Le port de Libreville à Owendo était paralysé par une grève de la douane. Ici, le 31 mars 2012. (Photo d'illustration)
© XAVIER BOURGOIS / AFP

Le Gabon se dirige peut-être vers une sortie de grève dans les régies financières, c'est-à-dire les impôts, la douane, le Trésor public et les hydrocarbures. Depuis trois mois, les agents chargés de récolter les recettes de l'Etat ont arrêté de travailler pour réclamer cinq mois d'arriérés de primes, ce que le gouvernement ne parvient pas à payer. Pour mettre fin à la crise, une trêve sociale d'une année a été signée jeudi 28 septembre.
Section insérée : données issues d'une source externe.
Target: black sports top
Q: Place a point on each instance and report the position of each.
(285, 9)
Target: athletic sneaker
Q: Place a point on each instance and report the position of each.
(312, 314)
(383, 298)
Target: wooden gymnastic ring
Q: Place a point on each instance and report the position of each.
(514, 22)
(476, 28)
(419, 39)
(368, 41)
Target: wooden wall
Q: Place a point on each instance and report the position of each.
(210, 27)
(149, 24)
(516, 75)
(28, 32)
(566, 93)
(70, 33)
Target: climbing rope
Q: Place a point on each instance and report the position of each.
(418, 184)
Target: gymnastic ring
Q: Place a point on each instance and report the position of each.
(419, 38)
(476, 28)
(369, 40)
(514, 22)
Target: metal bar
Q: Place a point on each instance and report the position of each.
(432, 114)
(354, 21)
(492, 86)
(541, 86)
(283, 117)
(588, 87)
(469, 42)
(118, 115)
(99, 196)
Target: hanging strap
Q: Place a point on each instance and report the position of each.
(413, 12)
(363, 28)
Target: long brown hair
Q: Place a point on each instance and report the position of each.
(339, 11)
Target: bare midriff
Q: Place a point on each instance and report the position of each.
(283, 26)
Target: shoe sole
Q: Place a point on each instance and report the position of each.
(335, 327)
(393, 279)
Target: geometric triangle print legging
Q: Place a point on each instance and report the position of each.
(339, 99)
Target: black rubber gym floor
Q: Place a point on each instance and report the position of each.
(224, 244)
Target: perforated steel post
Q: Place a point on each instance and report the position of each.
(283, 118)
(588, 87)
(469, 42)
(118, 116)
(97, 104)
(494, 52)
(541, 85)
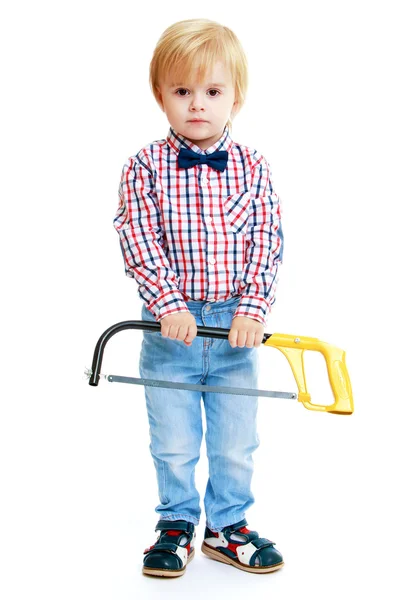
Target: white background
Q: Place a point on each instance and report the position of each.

Le huis clos a duré 13 heures. Les syndicalistes réclamaient entre 12 et 26 milliards de francs CFA d'arriérés de primes. Le pouvoir voulait à tout prix mettre fin à cette grève qui dure depuis trois mois et qui occasionne chaque jour une perte d’un milliard de francs CFA dans les caisses de l'Etat.

Après la signature, Yolande Nyonda, secrétaire générale du ministère du Budget, est plus que soulagée : « Cet accord est une grande victoire. Nous avons signé avec quatorze centrales syndicales. Les syndicales qui ont signé avec nous représentent plus de 90 % des agents des administrations financières et pétrolières. »

Au même moment, l'unique fédération qui n'a pas signé l'accord a publié un communiqué pour annoncer la poursuite de la grève. « Cet accord est une mascarade. Pour nous, la grève se durcit. Elle se poursuit et elle va se faire sentir encore plus ! Parce que nous disons que - une fois de plus - les agents ont été trompés. Tout ce qu’ils sont en train de prendre comme engagements, ils ne vont pas le tenir », prévient Wilfried Erisco Mvou Ossialas, le porte-parole de cette fédération.

Le ministre du Budget, Jean-Fidèle Otandault, a insisté pour dire que les portes restaient ouvertes aux non signataires. L'objectif est de ne pas couler l'économie gabonaise durement frappée par la crise des matières premières.